When you have kids as a single parent, you have to take the time for yourself to keep balance in your life. Many women do this in various ways. One of the things I think that is hard is to tackle things we generally think of as couples activities. Going out to a movie, dinner or a show, even going out with other couples we tend to do these things when we are with someone else even if its just a friend.
It is imperative as women to learn how to be alone, how to go out to dinner alone and actually enjoy it. I can still remember one of the first times I went out to eat alone and the waiter seemed almost shocked that I wasn't with someone and wasn't meeting a date. I tend to be a creature of habit, yet in my effort to grow as a person it was necessary to break those habits that I was used to and took for granted.
Sure I dated and enjoyed having company, who wouldn’t? We tend to identify ourselves by the man we are with, to the point that many of us lose ourselves. After a bumpy start, I did learn to do all of those things by myself and to savor the time it gave me. In essence, I found myself, and that is essential for us all to do. It is hard to bring your best to a relationship when you don’t honestly know whom you are. It reminds me of Julia Roberts in Runaway Bride when she is trying all the different eggs to see what she as a person actually likes. As women, we all too often don't do that in our desire to blend with our mate.
It is one of the reasons why I did wait before getting married or seriously involved again. Women need to find themselves first, it is one thing I have always told to my two girls as they entered adulthood. At twenty, our perspective tends to be a little different, and we don't understand what it means to find ourselves. In fact, we tend to identify ourselves by the person we are with. If you don’t understand what I am saying take a book, sudoku, or simple game and go out to an actual restaurant and eat alone. While you're sitting there look around, you may see a few men eating alone but rarely if ever will you see a woman enjoying a simple meal by herself.
We spend so much time feeding and caring for our families we give up that thread of ourselves. Here’s the thing we need that thread, those fibers that make us an individual. We need them for ourselves, our kids and our relationships.

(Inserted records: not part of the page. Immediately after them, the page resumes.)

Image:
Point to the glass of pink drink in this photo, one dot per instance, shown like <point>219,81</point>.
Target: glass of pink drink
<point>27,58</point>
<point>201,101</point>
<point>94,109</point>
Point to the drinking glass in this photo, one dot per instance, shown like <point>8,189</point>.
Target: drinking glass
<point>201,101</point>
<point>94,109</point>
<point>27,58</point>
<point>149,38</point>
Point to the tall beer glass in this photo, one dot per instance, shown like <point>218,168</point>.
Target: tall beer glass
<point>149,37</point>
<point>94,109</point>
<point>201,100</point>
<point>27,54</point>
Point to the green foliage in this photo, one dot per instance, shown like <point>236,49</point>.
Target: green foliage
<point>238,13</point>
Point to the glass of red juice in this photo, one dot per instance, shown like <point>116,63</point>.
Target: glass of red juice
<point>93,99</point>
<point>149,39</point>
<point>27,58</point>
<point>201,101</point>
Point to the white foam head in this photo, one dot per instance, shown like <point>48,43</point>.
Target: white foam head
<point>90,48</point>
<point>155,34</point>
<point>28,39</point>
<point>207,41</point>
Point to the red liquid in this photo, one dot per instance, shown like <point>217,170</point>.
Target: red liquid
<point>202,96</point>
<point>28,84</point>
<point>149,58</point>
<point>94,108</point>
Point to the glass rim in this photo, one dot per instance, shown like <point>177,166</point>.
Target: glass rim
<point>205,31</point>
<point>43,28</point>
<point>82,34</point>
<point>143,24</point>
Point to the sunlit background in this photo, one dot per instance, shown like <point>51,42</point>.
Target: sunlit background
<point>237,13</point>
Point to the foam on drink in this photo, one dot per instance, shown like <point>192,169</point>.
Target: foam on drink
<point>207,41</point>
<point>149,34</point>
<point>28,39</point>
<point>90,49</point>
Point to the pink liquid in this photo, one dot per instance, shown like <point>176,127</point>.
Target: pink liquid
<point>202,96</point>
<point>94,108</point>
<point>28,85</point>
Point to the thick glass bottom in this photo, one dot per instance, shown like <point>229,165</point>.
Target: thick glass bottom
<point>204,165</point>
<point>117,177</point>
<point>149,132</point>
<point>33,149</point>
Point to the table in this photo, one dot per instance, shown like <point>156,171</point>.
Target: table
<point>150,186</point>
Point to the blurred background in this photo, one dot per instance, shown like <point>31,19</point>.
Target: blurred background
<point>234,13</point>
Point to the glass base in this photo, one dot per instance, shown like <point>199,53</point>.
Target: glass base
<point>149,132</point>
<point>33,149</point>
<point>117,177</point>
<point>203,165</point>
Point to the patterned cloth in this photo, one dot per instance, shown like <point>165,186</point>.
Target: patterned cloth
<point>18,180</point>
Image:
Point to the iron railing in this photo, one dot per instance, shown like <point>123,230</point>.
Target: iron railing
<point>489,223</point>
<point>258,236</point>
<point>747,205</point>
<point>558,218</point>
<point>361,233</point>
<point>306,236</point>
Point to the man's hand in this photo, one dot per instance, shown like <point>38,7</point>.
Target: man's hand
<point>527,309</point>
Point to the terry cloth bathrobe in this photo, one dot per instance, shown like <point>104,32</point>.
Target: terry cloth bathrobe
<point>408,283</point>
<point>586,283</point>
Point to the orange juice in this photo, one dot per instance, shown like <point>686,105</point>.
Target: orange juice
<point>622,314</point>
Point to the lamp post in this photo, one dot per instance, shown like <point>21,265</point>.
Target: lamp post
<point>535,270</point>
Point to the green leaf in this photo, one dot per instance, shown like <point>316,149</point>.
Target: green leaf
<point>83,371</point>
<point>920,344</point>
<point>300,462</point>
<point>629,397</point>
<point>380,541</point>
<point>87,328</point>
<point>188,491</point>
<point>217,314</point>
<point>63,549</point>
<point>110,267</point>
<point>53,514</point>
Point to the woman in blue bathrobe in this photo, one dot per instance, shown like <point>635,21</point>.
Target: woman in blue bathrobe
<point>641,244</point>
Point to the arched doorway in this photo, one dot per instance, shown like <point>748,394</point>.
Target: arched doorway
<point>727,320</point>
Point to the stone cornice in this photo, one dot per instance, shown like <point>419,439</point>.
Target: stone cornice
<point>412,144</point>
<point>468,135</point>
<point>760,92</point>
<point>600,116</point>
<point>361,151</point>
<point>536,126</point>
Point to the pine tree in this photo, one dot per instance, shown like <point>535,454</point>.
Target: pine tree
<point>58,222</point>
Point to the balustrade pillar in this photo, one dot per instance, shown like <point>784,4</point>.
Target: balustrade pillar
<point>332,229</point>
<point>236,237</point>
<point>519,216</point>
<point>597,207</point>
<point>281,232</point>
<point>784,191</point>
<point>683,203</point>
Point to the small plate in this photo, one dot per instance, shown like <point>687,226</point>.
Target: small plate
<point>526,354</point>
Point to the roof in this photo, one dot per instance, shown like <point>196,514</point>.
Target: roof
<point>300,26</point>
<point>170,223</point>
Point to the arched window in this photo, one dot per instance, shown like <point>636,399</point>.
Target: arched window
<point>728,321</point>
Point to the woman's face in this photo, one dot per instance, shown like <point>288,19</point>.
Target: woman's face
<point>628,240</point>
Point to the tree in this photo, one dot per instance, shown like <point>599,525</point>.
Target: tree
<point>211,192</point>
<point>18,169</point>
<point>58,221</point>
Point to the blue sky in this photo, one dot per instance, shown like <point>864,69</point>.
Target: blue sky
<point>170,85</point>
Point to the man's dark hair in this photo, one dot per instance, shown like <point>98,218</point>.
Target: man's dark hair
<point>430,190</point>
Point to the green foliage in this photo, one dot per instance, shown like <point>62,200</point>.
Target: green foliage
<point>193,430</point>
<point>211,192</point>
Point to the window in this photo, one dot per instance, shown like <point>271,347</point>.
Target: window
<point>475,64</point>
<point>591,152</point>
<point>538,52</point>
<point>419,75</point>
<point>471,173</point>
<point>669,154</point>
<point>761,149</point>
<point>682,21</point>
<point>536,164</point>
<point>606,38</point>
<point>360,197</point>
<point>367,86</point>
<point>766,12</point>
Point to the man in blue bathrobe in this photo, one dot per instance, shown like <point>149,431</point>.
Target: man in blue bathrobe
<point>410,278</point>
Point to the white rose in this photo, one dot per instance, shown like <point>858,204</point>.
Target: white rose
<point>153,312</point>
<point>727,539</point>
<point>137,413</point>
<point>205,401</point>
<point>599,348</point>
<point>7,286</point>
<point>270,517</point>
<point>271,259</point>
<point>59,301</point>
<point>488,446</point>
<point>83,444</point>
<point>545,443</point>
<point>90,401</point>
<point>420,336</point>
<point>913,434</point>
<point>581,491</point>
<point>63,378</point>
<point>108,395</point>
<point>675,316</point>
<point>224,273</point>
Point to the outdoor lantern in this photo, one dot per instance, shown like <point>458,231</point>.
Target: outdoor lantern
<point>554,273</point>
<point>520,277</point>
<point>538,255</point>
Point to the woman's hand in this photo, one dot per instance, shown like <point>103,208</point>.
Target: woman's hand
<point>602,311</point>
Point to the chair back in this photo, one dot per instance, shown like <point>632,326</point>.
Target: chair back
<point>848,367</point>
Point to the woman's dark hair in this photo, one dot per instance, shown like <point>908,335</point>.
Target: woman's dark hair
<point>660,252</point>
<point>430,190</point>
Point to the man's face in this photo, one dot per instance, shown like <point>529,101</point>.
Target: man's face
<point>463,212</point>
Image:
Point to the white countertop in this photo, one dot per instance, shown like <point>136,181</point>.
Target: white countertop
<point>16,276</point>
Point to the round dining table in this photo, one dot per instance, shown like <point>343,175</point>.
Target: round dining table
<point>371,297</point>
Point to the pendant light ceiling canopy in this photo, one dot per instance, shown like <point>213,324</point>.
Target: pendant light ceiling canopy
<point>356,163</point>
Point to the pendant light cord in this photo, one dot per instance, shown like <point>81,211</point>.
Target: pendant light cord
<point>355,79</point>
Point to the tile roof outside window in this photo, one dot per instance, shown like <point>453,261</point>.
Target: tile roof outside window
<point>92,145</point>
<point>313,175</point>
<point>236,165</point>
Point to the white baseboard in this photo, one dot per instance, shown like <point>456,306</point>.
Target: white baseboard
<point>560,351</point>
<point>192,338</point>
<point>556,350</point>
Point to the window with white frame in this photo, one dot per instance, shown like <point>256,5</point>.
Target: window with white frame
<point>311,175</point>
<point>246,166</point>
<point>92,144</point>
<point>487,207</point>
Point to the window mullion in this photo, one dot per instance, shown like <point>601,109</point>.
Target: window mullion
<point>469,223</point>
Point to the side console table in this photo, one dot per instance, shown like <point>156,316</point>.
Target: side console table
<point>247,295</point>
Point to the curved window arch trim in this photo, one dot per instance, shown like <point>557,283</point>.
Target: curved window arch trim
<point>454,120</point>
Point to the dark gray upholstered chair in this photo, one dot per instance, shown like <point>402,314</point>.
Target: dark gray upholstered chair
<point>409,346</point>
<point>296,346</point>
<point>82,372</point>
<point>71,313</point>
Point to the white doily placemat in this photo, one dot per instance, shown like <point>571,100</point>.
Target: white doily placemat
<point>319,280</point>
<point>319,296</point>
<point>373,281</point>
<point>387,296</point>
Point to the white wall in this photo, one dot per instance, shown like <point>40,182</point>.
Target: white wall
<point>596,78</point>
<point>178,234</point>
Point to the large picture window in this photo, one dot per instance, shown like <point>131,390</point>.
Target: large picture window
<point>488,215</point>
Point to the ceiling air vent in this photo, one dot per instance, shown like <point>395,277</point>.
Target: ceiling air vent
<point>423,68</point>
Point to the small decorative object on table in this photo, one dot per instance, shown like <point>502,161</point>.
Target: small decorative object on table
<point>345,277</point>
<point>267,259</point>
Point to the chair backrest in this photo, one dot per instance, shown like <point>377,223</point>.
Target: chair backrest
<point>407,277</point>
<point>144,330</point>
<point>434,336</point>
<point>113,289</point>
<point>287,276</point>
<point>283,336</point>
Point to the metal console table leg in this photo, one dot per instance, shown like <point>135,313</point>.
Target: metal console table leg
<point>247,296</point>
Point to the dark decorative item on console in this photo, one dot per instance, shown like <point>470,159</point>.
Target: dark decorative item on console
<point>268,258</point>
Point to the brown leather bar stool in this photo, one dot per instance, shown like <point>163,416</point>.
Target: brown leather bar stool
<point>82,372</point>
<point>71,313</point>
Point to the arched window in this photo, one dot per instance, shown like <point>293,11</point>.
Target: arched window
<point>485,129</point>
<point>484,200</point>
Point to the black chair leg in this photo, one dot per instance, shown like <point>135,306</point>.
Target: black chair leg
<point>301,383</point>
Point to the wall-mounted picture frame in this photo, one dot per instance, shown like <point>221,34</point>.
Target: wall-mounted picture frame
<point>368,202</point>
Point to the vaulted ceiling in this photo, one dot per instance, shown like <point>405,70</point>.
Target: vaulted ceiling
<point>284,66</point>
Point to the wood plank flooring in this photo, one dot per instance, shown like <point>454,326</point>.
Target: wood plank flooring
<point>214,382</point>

We need to take the time to find ourselves, and actually learn to like ourselves as women. Our society is geared towards couples, you hear comedians talk about it, making fun of it. Go to a bookstore or on Amazon, there are thousands of books on how not to be alone. That point us toward finding our happiness by being with someone else.
Here is my point if you can't make peace with yourself, and learn to be comfortable inside your own skin you are limiting what you're bringing to a relationship. You're cutting yourself out of the equation, & you're choosing to ignore your needs and wants as a person. Those needs are paramount to take care of in order for you to be there for anyone else, including yourself. So do it I dare you, in fact, I will double dare you. Go out to a restaurant and ask for a Table for one, you may just be surprised.